Think back to the pain and horror we felt when Luke arrived at his homestead, to find his murdered Aunt and Uncle. It was as if we were there with him in the speeder, getting closer and closer, as we watched the grisly scene come into focus. Forty-one years later, and I get goosebumps and a sick feeling in my stomach each time I watch it, or even just hear the music from the scene.
Well, we'd actually spent about twenty minutes getting to know Luke and his home life and relationship with his guardians and thwarted dreams and such. Apart from a couple intercuts to the Death Star, we don't even leave Tatooine until almost an hour into the movie. See my persistent rant about overly-compressed story from even Empire on, steadily getting more drastic.
I'm not suggesting R1 should've devoted as much time to Jyn and her parents as George did with Luke interacting with his loving, if stern, guardians. But *something* of Galen and his daughter before his kidnapping would've gone a long way to make me care about her.
This is actually why I don't see her as the main character. Any attempt I made to give her more depth skewed things too far away from the story being told. She and Galen parted so many years before the current events, a third of the movie would have needed to be a flashback to establish the same dimensionality. Meanwhile, by co-opting the Cassian & K-2SO one-shot comic it makes a good first act for a Cassian-centric story, with Jyn working fine in a role with about as much development as Leia in ANH.

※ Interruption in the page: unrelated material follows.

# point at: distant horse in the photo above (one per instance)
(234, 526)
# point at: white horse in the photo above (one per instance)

His arc also better follows the Hero's Journey scaffold. Empire cost him his birth family, found a surrogate in the Rebellion... His "Call to Adventure" is the niggling feeling he's being tasked to do things that make him no better than those Imperials who killed his parents. His "Call Refused" is his denial of that sneaking feeling and continuing to do his job. His crisis point comes when he chooses to save Jyn's dad rather than execute him as ordered. After that I'd be fine with him survivng or not, as long as either way it's organic to the story and authentic to who he's become.